Pfizer 4x Griffin's Citadel hedge fund holds equities for short periods, so he's not a buy-and-hold investor. However, Pfizer (NYSE: PFE) is an exception. Citadel invested in Pfizer in Q2 2013. Its portfolio has incorporated pharma stock since then, with many big rises and declines in share ownership.
One of such significant swings happened in Q4 2023. Griffin bought 9.34 million Pfizer shares, quadrupling Citadel's holding. At Q4, the hedge fund owned $334.8 million in the company. Citadel bought a lot of Pfizer stock before this significant gain. Griffin purchased pharmaceutical shares in the first three quarters of 2023.
Why does Griffin like Pfizer? Griffin hasn't addressed Citadel's aggressive Pfizer acquisition. However, we can reasonably predict why he likes the stock. Pfizer's valuation is attractive. The stock is trading at less than 12.2x anticipated earnings after falling 35% in 12 months and 55% since early 2022. Meanwhile, the S&P 500's projected earnings multiple is roughly 20.9.
Pfizer's 6.3% dividend yield is another perk of its severe share price decrease. Nearly a decade-high yield. Griffin knows Pfizer's share price doesn't need to rise much to provide market-beating total returns given its high dividend yield.

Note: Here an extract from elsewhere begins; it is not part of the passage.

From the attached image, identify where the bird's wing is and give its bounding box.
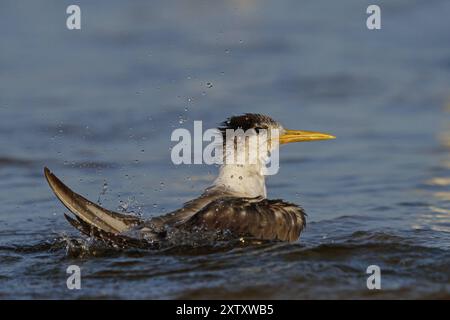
[44,168,142,234]
[180,197,306,241]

Griffin also understands that investing is like chess: You must plan ahead. Pfizer looks bad. Sales of its COVID-19 medications are falling, and numerous blockbuster drugs' patents expire in the coming years. However, Pfizer's prospects should increase significantly.
New product and indication launches started by mid-2024 are expected to generate $20 billion in yearly revenue by 2030 for the giant pharma corporation. More than balances the predicted negative impact of patent expirations. By 2030, Pfizer expects business-development transactions to generate $25 billion more revenue.
Who should invest in Pfizer except billionaire hedge fund managers? Maybe "yes"—at least for some. Pfizer may not appeal to growth investors. Even with fresh product releases and business development collaborations, the drugmaker's growth prospects aren't as good as many other equities. However, income and value investors may choose Pfizer. The stock has a great dividend and a modest value. Patient investors should see good total returns from Pfizer.